From: Moorich2@aol.com
Date: 21 Jan 2001


A few days ago Evan Hunter's two Gold Medal books under the name Curt Cannon were discussed and James Reasoner said he thought the stories were originally published in the digest magazine "Manhunt" under another name, perhaps Matt Cordell. That sounded close but not quite right to me. Now that I am back on the same side of the Atlantic with my issues of the magazine, I was able to refresh my memory.

Turns out the stories were published under Evan Hunter's byline but the character's name in the magazine stories was Matt Cordell. I was surprised at how early the stories appeared. Matt Cordell debuted in the very first issue of "Manhunt" in the January 1953 issue. The story was "Die Hard" and the blurb read "Cordell was washed up. His license was gone, his wife was gone, and his self-respect was gone. All he had was a glass of whiskey and a dead man on the barroom floor."

That's a great blurb and also an accurate one. Looking over "Die Hard" again after many years, it reaffirms my memory that the Cordell stories (Cannon in the book publication) were the hardest of hard boiled. Here is the opening:

"The bar was the kind of dimly-lit outhouse you find in any rundown neighborhood, except it was a little more ragged around the edges. There were blue and white streamers crowding the ceiling, arranged in a criss-cross pattern strung up in celebration of some local hero's return a long time ago.
 The mirror behind the bar was cracked, and it lifted one half of my face higher than the other. A little to the right of the bar was a door with a sign that cutely said, "Little Boys." The odor steeping through the woodwork wasn't half as cute."

These stories may be Hunter's purest efforts in the hard boiled tradition. They retain a toughness that can, in one aspect at least, shock even today. Cordell is a private eye who lost his license after pistol-whipping his new bride's lover. The wife is gone but Cordell's interaction with women in this story (and I believe others in the series) is brutal even for the era.

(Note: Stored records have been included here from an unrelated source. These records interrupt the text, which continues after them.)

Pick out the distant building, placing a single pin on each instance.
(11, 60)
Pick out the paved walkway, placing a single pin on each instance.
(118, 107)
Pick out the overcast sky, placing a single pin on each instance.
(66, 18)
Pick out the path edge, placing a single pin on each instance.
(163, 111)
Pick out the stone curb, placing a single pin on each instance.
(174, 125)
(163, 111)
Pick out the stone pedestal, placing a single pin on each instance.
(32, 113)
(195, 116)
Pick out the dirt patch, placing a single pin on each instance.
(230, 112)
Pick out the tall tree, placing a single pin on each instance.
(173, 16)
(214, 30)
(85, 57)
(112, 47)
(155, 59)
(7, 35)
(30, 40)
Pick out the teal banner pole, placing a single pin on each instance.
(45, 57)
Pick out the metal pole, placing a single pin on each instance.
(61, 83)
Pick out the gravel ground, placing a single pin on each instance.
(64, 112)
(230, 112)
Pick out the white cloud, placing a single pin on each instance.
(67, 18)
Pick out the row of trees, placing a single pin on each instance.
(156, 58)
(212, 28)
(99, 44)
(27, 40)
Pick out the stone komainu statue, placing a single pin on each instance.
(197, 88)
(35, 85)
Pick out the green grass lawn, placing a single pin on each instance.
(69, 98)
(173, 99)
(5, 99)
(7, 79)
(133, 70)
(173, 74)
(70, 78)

Looking over the first issue of "Manhunt" again, it is very impressive. The lead story was the opening installment of Mickey Spillane's "Everybody's Watching Me." This was a time when no one sold more copies of a magazine or book than Spillane. But the issue also contains new stories by William Irish
(Woolrich), Kenneth Millar (Ross Macdonald), Richard S. Prather (a Shell Scott story), Frank Kane (a Johnny Liddell story), Hunter, and others less remembered today.

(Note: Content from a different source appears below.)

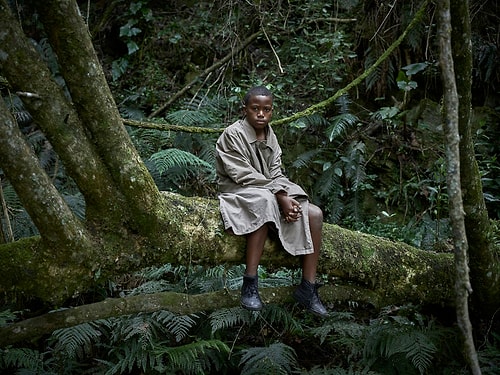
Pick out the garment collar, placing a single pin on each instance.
(250, 131)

The magazine's references to this issue and upcoming issues listed both Millar and John Ross Macdonald separately as attractions. The second issue would contain a Lew Archer story. It is a reminder to me that Millar had a pre-Lew Archer reputation for this type story His back cover bio in this first issue of Manhunt calls his novel BLUE CITY "one of the finest, toughest most realistic novels ever to appear between covers."

While I have some issues of "Manhunt," I wish I had picked up more back when they were obtainable at reasonable prices.